Why Are Cosmetics in Question?

toxic beauty

The average woman uses around 12 beauty products per day. We are led to believe that using certain lauded beauty products will miraculously rejuvenate our skin and delay the signs of ageing. The reality is that up to 70 per cent of what we apply to our skin is absorbed into our bodies and this is worrisome given that beauty and personal care products contain a cocktail of synthetic chemicals, many of which have not been thoroughly evaluated for safety.

In the UK alone the cosmetics industry is worth over £6.5 billion. Of the 75,000+ industrial chemicals registered for use the top ten cosmetic companies in the US use more than 10,000 of these.

Clearly beauty is a big business. Our obsession with eternal youth, both fuelled to a degree and maintained by the media, makes us prime targets for pitching quick fix beauty products that retort at the notion of growing old gracefully. Yet, their proclamations belie their true nature, because lurking within the cleverly crafted packaging and disguised by pleasant scents is a cocktail of toxic and potentially toxic synthetic chemicals, including carcinogens (cancer causing substances), teratogens (causing birth defects), developmental/reproductive toxicants (affecting the normal development of the foetus, or damaging reproductive tissues and endocrine disruptors (interfering with normal hormone functioning).
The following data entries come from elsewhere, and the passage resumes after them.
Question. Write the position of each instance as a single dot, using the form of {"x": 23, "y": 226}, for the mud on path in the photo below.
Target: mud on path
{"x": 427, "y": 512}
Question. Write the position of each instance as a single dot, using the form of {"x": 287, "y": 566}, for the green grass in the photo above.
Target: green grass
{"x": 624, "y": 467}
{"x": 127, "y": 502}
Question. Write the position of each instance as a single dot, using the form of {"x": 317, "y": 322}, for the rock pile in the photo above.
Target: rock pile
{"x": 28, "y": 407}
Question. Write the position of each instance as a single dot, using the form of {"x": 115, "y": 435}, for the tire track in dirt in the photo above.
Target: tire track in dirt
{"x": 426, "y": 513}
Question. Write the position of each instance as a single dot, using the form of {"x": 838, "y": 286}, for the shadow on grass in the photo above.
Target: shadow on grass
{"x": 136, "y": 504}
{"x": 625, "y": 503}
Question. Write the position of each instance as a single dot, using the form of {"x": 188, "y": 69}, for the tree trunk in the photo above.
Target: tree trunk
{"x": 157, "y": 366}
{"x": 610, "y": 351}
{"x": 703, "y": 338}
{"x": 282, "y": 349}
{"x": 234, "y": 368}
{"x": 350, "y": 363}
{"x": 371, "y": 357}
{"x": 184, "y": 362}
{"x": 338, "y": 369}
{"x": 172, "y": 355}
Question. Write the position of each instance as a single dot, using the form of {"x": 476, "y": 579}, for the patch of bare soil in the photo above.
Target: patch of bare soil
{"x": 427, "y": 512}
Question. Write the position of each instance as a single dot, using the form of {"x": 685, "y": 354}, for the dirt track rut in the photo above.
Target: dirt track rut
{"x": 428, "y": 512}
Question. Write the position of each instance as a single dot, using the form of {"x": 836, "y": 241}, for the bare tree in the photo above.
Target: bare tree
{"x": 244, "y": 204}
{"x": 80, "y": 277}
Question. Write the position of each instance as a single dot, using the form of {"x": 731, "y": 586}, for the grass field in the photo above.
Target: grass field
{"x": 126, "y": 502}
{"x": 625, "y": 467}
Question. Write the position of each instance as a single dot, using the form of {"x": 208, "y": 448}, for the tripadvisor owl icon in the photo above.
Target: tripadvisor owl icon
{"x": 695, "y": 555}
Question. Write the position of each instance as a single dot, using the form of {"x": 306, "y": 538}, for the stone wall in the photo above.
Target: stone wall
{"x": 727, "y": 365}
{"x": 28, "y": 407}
Some of the chemicals used in cosmetics, along with other consumer items can also cause allergic reactions, contact dermatitis, photosensitivity, asthma, learning difficulties, central nervous system problems and a myriad of other health problems. These are often the very same ingredients that are used in disinfectants, explosives, pesticides, plastics, textile printing, packaging, fuel for cigarette lighters, industrial degreasants, anti-freeze and a cornucopia of other industries and consumer products. Teflon, for instance, used for its stain and stick resistant properties in products such as saucepans, is also used in make-up, despite containing the animal carcinogen perfluorooctanoic acid (PFOA).

In 1988 the US Congress issued a request to the U.S. National Institute of Occupational Safety and Health (NIOSH) to match a list of 3,000 chemicals that were claimed to be cosmetics against a database of toxicity information held by NIOSH. Around 900 of these had toxicity data in the database.

According to the Environmental Working Group (EWG) on average we apply around 126 unique ingredients to our skin on a daily basis. We can absorb chemicals via inhalation, ingestion, through the skin placenta and breast milk and through the mucous membranes in the eyes nose and mouth. Testament to the fact that topically applied chemicals do not just form a film over our skin, numerous scientific studies have found cosmetic chemicals in human urine, blood, umbilical cord tissue, breast milk and fatty tissue (e.g. parabens were detected in breast tumour tissue samples).

We flush chemicals down the toilet and the drain where they enter sewage treatment facilities and some of these chemicals make their way into the environment, particularly where untreated sewage is discharged into rivers and oceans. Dr Daughton of the US Environmental Protection Agency (EPA) (an agency of the federal government charged in 1970 with safeguarding human health and the environment), has suggested that exposure to personal care products may be more chronic than pesticides because they are constantly released into the environment in places where humans reside or visit. 

Some of these chemicals do not easily break down in the environment and are taken up by wildlife, increasing in concentration as they get higher up the food chain. Fish, birds and a variety of other animals have been found to suffer from embryo defects, cancers, reproductive abnormalities and damage to their nervous and immune systems as a result of certain environmental chemical exposures.

As Elizabeth Salter-Green, former director of WWF-UK's Toxics Programme and current director of Chem Trust points out, "The ingredients used for cosmetics are the fraction of oil and gas these industries could not make into petrol and aviation fuel." Many of the chemicals used in cosmetic products and other consumer items are derived from petroleum, which seems crazy when you consider what we already know about the consequences of global warming and our reliance on polluting fossil fuels. Yet still the addiction to oil does not abate, despite its devastating effects on our planet and the health of our human population.

Safety is the issue

Far from being rigorously tested for safety prior to being placed on the market, thousands of the chemicals in use have undergone inadequate safety assessments, or no safety assessments. Comparatively more vigilant than the US in terms of safety evaluations, the European Union has banned around 1,000 chemicals in the last 30 years, where as the US Food and Drug Administration (FDA) have reviewed the safety of just 11 per cent of the 10,000+ ingredients used in beauty products, banning only 9 completely since 1976.

Kristopher McNeill, Associate Professor of the Department of Chemistry at the University of Minnesota points out that, "the history of chemicals and technology to solve problems has been that there is always these unintended consequences and I think it is very imprudent for [a chemical substance] to just go from being in somebody's laboratory to being on everybodys face."